The Countdown to Electronic Medical Records
How STAR BASE Consulting is helping healthcare IT departments meet the deadline for computerized medical records
As many of you know, the Obama administration has earmarked $19 billion to accelerate the computerization of medical records. Hospitals have until 2014 to transition to electronic medical records (EMR), although an extra grace year is expected, giving most healthcare organizations until 2015.
This is a huge undertaking for healthcare organizations — on the scale of an ERP implementation on the eve of Y2K — and IT leaders are bearing the brunt of it. We recently caught up with Senior Account Executive Christy Rollyson to learn how STAR BASE is helping healthcare organizations go digital.
Q: How is the EMR mandate impacting healthcare IT departments?
A: It is similar to the 1999 ERP craze, when manufacturing was scrambling to be ready for Y2K. As we approach the deadline for EMR, the urgency is mounting and we are again seeing many organizations scramble to get up to speed.

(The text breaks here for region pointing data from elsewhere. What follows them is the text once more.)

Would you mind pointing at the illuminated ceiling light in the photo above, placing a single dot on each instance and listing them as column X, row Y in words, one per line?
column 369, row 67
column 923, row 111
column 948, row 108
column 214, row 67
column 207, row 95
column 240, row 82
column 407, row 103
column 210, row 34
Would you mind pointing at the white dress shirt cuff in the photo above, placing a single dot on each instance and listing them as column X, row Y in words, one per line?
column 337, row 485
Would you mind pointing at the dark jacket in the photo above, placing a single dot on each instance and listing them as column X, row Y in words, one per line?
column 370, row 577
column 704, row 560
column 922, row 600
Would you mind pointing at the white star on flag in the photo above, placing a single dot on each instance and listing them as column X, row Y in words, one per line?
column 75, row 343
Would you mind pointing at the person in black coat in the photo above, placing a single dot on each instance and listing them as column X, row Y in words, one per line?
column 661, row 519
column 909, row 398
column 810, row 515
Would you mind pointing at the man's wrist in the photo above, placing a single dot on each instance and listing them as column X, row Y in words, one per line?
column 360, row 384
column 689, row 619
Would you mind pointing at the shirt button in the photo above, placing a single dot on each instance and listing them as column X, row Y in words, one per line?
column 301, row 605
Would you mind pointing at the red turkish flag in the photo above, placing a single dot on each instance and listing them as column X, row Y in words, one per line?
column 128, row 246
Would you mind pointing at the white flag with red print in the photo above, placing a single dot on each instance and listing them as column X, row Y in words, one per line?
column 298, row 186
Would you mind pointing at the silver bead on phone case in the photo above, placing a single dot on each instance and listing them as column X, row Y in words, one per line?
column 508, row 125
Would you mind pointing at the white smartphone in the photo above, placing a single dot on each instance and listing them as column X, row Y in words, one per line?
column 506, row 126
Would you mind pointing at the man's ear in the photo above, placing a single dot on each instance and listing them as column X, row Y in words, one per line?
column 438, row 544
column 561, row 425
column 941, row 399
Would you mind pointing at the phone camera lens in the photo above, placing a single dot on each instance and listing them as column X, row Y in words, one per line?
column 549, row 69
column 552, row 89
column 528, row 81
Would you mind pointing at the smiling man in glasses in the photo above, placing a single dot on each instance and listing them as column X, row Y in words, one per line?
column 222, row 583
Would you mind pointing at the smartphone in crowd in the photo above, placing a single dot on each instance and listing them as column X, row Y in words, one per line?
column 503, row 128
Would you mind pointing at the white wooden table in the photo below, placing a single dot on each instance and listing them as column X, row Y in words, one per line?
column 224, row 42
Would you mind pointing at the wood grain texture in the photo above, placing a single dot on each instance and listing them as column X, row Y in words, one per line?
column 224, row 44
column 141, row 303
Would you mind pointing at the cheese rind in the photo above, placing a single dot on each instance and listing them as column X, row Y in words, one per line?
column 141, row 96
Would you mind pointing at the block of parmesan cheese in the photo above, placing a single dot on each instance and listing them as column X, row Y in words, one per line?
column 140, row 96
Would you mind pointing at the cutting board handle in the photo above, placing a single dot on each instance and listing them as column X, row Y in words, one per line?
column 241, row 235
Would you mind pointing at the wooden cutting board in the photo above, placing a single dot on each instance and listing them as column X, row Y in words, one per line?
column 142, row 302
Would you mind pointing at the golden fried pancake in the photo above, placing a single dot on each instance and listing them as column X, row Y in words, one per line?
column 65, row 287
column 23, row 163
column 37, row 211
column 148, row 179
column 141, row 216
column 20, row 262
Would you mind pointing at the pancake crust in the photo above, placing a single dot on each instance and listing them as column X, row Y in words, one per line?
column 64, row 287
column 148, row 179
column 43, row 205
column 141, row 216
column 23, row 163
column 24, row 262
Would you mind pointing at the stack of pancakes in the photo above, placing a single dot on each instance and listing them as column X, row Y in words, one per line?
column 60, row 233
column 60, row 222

On top of that, the government is starting to apply tremendous pressure. Initially government offered incentives to healthcare organizations to computerize medical records, now they are instituting financial penalties if you don't. Healthcare IT departments who have not yet digitized are faced with the proverbial stick instead of the carrot — and the clock is ticking!
Q: How is STAR BASE helping companies meet the deadline to computerize medical records?
A: We can help healthcare organizations fill all the positions in the EMR implementation suite. We particularly excel in locating those hard-to-find resources.
STAR BASE is not a huge company. However, the process we have in place to understand the healthcare industry and the technical and professional expertise required for a successful EMR implementation team gives us an advantage. We have a strong pipeline of resources for many of the healthcare software packages — everything from analysts, developers, builders, integrators and technical resources. Healthcare companies often cite the quality of our candidates as the reason they turn to us.
Q: What would you say are some of the most important things to consider in any EMR implementation?
A: Two things that any organization must handle very carefully are patient care and patient confidentiality. From my many conversations with healthcare leaders, it is clear that regardless of the selected technology path, these two areas must be allotted high priority.
Q: Any final thoughts on the EMR mandate?
A: While 2015 may seem far off, it really isn't when you consider what a serious undertaking it is. Between the retraining, retooling and data integration, companies need to take a realistic stock of what it will require of them. For some hospitals, computerizing patient information is completely new. For others they have put a proverbial "toe in the water" in some areas but still have a long way to go before they are completely electronic. Regardless of where healthcare organizations fall on the technology gamut, the sooner they get started the better their chances of procuring the resources required for a successful EMR implementation.